What are the UK’s abortion laws? Woman jailed over abortion to appeal sentence

  • london
  • July 18, 2023
  • Comments Off on What are the UK’s abortion laws? Woman jailed over abortion to appeal sentence

Carla Foster was handed a 28-month extended sentence after she admitted illegally procuring her own abortion when she was between 32 and 34 weeks pregnant.

Stoke-on-Trent Crown Court heard she was sent the drugs by the British Pregnancy Advisory Service (BPAS) after she called them during lockdown in 2020 and lied about how far along in her pregnancy she was.

Foster was initially charged with child destruction and pleaded not guilty, before pleading guilty to an alternative charge of administering drugs or using instruments to procure abortion.

Sentencing her last month, Mr Justice Pepperall said Foster will serve 14 months in custody and the remainder on licence after her release.

Last year, it became legal for women in England and Wales to take at-home abortion pills during the first 10 weeks of their pregnancy. Women are required to have a digital consultation with their doctor, who must record the place of termination, the place of consultation and whether it was fully remote.

Find out everything you need to know about the rules for the procedure in the UK.

When was abortion legalised in the UK and Ireland?

The Abortion Act 1967 legalised abortion – on certain grounds – in England, Wales and Scotland, and came into effect on April 27, 1968.

In 2018, Ireland legalised abortion on certain grounds up to 12 weeks gestation or later if the woman’s life or health is at risk.

Abortion was decriminalised in Northern Ireland in 2019 and in March 2020 regulations introducing a new legal framework for abortion services in Northern Ireland came into force.

Is abortion a criminal act in the UK?

Abortion is still a criminal act in the UK if it is carried out without a doctor and without the approval of two doctors.

A woman who has an abortion without the permission of two doctors can face criminal punishment, with the maximum sentence being life imprisonment.

When can you have an abortion in the UK?

In 1991, the Human Fertilisation and Embryology Bill lowered the gestation limit for abortions from 28 weeks to 24 weeks.

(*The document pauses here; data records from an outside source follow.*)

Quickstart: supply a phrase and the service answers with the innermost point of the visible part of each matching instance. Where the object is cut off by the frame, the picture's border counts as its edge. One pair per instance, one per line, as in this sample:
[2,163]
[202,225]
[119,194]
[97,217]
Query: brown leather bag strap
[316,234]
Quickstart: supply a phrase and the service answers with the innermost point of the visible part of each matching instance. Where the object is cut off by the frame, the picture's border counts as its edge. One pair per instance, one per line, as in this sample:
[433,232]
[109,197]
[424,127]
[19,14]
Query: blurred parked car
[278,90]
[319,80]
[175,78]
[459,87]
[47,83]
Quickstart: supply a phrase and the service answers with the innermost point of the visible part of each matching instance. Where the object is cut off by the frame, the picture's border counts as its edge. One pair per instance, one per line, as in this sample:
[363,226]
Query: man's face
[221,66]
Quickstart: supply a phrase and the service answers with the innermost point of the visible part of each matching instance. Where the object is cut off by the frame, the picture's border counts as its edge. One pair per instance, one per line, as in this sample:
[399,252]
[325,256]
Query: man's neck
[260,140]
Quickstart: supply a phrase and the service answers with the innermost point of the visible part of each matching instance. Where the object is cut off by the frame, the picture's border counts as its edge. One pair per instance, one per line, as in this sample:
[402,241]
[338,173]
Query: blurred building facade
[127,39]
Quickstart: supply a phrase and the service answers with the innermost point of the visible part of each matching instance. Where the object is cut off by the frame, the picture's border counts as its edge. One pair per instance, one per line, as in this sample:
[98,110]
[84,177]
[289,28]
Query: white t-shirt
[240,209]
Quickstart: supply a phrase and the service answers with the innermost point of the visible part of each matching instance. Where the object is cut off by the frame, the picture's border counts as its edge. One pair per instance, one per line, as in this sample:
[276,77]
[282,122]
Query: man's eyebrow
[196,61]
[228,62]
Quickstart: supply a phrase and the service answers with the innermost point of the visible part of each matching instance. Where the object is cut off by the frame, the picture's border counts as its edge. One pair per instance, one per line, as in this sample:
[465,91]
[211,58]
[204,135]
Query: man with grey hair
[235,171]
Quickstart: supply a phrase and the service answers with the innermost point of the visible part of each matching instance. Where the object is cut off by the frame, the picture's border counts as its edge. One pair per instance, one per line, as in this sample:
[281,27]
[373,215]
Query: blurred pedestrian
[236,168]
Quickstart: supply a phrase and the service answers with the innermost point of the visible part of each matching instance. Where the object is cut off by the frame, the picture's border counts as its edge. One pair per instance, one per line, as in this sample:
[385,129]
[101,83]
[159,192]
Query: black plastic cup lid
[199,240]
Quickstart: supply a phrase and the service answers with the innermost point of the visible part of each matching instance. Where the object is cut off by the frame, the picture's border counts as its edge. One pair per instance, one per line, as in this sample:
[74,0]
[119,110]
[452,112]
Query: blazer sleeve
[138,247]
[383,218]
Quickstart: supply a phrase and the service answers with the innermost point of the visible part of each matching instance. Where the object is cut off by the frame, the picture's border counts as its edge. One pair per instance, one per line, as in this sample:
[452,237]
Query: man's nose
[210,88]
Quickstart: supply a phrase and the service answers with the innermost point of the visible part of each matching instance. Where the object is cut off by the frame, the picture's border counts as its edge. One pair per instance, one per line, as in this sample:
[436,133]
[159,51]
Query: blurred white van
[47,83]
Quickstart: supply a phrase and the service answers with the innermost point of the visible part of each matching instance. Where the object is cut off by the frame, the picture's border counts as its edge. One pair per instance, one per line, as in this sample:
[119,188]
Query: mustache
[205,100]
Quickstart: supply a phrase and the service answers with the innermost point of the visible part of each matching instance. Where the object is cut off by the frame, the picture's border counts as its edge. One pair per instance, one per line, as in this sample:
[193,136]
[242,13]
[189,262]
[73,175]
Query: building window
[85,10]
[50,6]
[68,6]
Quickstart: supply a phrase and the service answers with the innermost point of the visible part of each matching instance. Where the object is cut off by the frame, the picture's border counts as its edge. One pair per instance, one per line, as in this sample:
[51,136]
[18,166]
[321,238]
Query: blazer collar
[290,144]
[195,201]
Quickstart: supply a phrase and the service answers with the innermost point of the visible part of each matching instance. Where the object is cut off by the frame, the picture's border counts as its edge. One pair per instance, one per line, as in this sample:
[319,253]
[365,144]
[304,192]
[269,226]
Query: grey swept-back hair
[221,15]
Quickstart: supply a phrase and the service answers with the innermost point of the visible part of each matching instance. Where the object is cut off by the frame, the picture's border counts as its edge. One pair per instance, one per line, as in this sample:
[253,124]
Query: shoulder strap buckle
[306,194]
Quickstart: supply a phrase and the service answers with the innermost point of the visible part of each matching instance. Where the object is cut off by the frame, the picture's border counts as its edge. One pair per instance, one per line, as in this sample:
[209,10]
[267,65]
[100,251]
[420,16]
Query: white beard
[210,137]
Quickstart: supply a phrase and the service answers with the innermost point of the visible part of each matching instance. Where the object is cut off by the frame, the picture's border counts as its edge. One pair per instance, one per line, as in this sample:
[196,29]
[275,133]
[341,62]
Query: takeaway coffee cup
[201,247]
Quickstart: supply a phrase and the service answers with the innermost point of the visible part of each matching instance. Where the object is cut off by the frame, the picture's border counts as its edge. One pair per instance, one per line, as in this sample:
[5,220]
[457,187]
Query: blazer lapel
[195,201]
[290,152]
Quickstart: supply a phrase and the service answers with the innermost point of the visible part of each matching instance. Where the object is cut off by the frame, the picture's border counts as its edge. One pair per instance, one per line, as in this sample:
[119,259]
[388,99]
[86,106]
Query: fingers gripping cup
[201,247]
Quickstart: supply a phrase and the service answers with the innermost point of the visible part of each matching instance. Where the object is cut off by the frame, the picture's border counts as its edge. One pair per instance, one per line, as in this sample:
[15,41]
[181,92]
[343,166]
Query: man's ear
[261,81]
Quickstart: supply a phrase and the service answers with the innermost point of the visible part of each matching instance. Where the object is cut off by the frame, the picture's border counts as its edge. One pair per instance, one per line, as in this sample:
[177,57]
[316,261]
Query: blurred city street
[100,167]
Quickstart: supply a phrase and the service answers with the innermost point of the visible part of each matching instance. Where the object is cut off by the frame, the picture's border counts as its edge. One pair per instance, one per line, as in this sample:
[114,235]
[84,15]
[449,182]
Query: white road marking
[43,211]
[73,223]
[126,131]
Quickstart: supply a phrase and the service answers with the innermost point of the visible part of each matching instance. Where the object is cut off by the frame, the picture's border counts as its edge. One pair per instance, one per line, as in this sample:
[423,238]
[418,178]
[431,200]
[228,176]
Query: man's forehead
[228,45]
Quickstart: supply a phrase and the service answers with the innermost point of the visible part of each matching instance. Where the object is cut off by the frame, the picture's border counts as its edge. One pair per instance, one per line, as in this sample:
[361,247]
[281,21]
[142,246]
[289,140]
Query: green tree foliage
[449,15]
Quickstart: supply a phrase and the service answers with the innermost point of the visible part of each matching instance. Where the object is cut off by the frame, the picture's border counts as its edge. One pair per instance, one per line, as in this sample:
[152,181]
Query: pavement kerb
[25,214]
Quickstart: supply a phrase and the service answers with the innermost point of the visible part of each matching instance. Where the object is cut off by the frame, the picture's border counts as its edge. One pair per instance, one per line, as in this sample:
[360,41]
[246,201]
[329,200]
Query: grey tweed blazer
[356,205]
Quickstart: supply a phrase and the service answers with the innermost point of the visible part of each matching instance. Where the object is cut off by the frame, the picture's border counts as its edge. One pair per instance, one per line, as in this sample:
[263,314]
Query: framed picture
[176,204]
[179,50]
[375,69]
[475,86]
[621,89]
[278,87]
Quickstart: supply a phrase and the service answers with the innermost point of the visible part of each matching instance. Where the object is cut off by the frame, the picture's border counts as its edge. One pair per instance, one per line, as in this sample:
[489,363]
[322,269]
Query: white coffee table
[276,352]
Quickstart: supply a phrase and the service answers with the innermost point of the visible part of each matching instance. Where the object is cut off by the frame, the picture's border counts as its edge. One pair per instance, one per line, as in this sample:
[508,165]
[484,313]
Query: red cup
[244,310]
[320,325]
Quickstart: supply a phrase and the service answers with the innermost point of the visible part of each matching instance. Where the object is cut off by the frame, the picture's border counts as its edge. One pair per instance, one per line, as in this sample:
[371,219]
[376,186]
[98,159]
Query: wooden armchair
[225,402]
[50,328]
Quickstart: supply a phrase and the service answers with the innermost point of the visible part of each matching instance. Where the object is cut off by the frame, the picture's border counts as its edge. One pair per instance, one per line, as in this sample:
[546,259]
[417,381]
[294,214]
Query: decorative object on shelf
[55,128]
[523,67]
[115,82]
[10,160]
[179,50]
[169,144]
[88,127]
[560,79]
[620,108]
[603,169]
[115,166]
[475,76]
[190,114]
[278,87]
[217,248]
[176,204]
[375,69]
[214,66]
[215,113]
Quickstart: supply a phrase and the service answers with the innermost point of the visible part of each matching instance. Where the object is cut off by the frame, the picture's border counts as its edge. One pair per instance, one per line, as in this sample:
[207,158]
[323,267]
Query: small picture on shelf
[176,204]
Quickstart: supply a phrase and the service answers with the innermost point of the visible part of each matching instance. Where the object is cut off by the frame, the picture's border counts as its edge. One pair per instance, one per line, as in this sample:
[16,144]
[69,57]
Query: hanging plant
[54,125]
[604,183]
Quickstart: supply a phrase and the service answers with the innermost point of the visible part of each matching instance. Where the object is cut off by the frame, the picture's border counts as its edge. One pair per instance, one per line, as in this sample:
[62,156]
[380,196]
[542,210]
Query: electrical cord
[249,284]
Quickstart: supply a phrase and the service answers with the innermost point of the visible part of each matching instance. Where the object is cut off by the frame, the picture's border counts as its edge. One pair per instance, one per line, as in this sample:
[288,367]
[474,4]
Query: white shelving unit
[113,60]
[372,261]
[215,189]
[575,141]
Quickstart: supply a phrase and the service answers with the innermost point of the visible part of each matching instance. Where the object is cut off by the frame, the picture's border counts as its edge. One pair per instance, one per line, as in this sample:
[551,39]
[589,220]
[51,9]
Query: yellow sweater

Abortions can only be carried out after 24 weeks in limited circumstances, such as if the woman’s life is at risk or if the child would be born with a severe disability.

Do two doctors need to approve abortions in the UK?

The Abortion Act states that two doctors have to approve abortions and agree that it would be better for the woman’s physical or mental health to terminate the pregnancy.

What are the rules on abortion pills in the UK?

In 2018, a new rule allowed women in England and Wales to take the second of the two abortion pills – called misoprostol – at home. Scotland allowed this in October 2017.

In March 2020, due to the Covid pandemic, women were allowed to take both abortion medications, mifepristone and misoprostol, at home. The Government decided in February 2022 to end this arrangement after a transition period that would conclude on August 29. However, an amendment was subsequently passed in Parliament to extend at-home abortion permanently from August 30.

How many abortions take place in the UK each year?

In 2021, there were 214,256 abortions carried out in England and Wales, which is the highest number since the Abortion Act was introduced, and 99 per cent of abortions were funded by the NHS.

In England and Wales 87, per cent of abortions in 2021 were medically induced as opposed to surgically.

Could buffer zones around abortion clinics be introduced?

Medical leaders have called for buffer zones around abortion clinics to be introduced to prevent protesters from disturbing patients and staff. The legally protected spaces would shield people from harassment from anti-abortion campaigners.

In May, the government said it was reviewing the issue in England and Wales, while Nicola Sturgeon said the Scottish government was “actively considering” how it can legislate on the issue.